FDA Proposes New Compounding Pharmacy Guidelines
As part of the FDA’s continuing efforts to facilitate the certain provisions of the Drug Quality and Security Act (DQSA), federal health regulators have published new guidelines for all compounding pharmacies with the United States. The DGSA was initially enacted in 2013 to provide guidance for the compounding industry in the hopes of reducing the rate of pharmacy errors.
On July 1, the U.S. Food and Drug Administration issued a news release announcing several policy documents regarding compounded drugs for human use. A draft short-term guidance, proposed rule, final guidance, and two revised requests for nominations are included among the documents.
“Providing clarity to the compounding industry on the agency’s expectations for these unapproved drug products is a priority for the agency… These actions are essential next steps in providing the compounding industry with the appropriate tools to comply with the law and advancing the FDA’s efforts to continue protecting patients,” said the director of the FDA’s Center for Drug Evaluation and Research, Janet Woodcock, M.D.
FDA defines expectations for compounding pharmacies
According to the FDA, the following policy documents are currently available:
- Draft Interim Guidance – outlines the FDA’s compliance expectations concerning good manufacturing practice (CGMP) requirements for pharmacies that compound drugs and register with the FDA as outsourcing facilities. These guidelines focus specifically on practices to maintain the safety and sterility of compounded drugs intended for human use.
- Proposed Rule – Amends the current list of drugs that may be compounded, removing all drugs that have been withdrawn or recalled due to safety or efficacy issues. The proposed rule would be in effect for both compounders and outsourcing facilities that compound drugs for human use under sections 503A and 503B.
- Final Guidance – includes a non-exhaustive list of potential enforcement actions against pharmacies or individuals that compound drug products in violation of the FD&C Act. The guidance also applies to all facilities that plan to continue compounding human drugs for individual patients, stipulating the regulations to which they must adhere.
Pharmacy errors triggers laws for compounding facilities
New legislation that regulates compounding pharmacies was prompted by a serious fungal outbreak in 2012 which was traced back to a compounding center that had distributed thousands of contaminated injections of epidural steroids. The fungal meningitis outbreak claimed the lives of more than 60 Americans, and sent more than 700 to the hospital.
The contaminated doses had been manufactured in the New England Compounding Center (NECC), which was found to have sold some 17,000 doses of steroid injections to pain centers, clinics and hospitals across the country.

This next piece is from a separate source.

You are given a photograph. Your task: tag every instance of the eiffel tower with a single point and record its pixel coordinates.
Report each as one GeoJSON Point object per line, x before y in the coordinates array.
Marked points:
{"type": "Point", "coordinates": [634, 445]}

The following year, the Drug Quality and Security Act was passed under the Obama administration in an effort to address a largely unregulated industry of drug compounding facilities. “If compounders register with FDA as outsourcers, hospitals and other health care providers will be able to provide their patients with drugs that were compounded in facilities that are subject to FDA oversight and federal requirements for current good manufacturing practice, among others,” explained FDA Commissioner Margaret Hamburg, M.D. in 2013.
Under the DQSA, those compounding pharmacies that are making bulk drugs for human use are now under the direct supervision of the FDA.